Su niñera estaba allí, de pie cerca de la ventana. En el momento en que se percató de mi presencia, hizo una profunda reverencia. —Buenos días, Luna.

Xamira reaccionó un segundo después. Cerró el libro de inmediato, se deslizó fuera de la cama e hizo una reverencia apropiada, con movimientos cuidadosos y practicados. —Luna.

Incliné la cabeza ligeramente. —Pueden levantarse ambas.

Así lo hicieron.

Dejé que mi mirada se posara primero en Xamira. Parecía más sana que la última vez que la vi, pero había una tensión en su postura que no estaba allí antes. Tenía los hombros rígidos. Sus dedos no dejaban de curvarse sobre el lomo del libro que aún sostenía.

Me giré hacia su niñera. —No necesitarás vigilarla durante los próximos días. Xamira estará bajo mi cuidado personal.

Las palabras resonaron con suavidad, pero con firmeza.

La niñera parpadeó una vez y luego asintió sin dudar. —Como desee, Luna.

Xamira levantó la cabeza bruscamente. Sus ojos se abrieron solo una fracción antes de que volviera a bajar la mirada rápidamente.

El nerviosismo emanaba de ella en oleadas, agudo, inconfundible.
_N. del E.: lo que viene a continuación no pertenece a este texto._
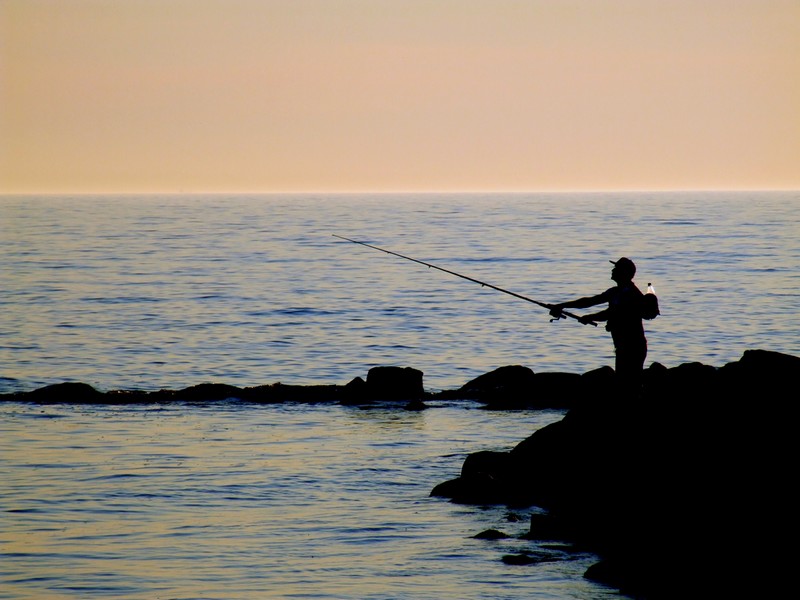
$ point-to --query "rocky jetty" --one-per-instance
(683, 493)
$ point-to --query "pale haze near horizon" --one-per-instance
(388, 95)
Si hubiera sido humana, podría haber pensado que simplemente estaba ansiosa por un cambio de rutina. Pero yo sabía que no era así.

Para evitarle la tensión de hablar delante de su niñera, añadí con calma: —Por favor, informa a la cocina de que preparen unos pasteles ligeros y fáciles de comer. Que los empaqueten y los envíen a mi habitación.

—Sí, Luna. La niñera hizo otra reverencia, luego se dio la vuelta y salió de la habitación sin decir una palabra más. La puerta se cerró suavemente tras ella.

Volví a centrar toda mi atención en Xamira. Ahora estaba de pie, muy quieta, con las manos entrelazadas delante de ella, la mirada baja, la respiración contenida, como si se preparara para algo invisible.

Di un lento paso hacia delante. —No hay necesidad de estar nerviosa —dije con voz neutra.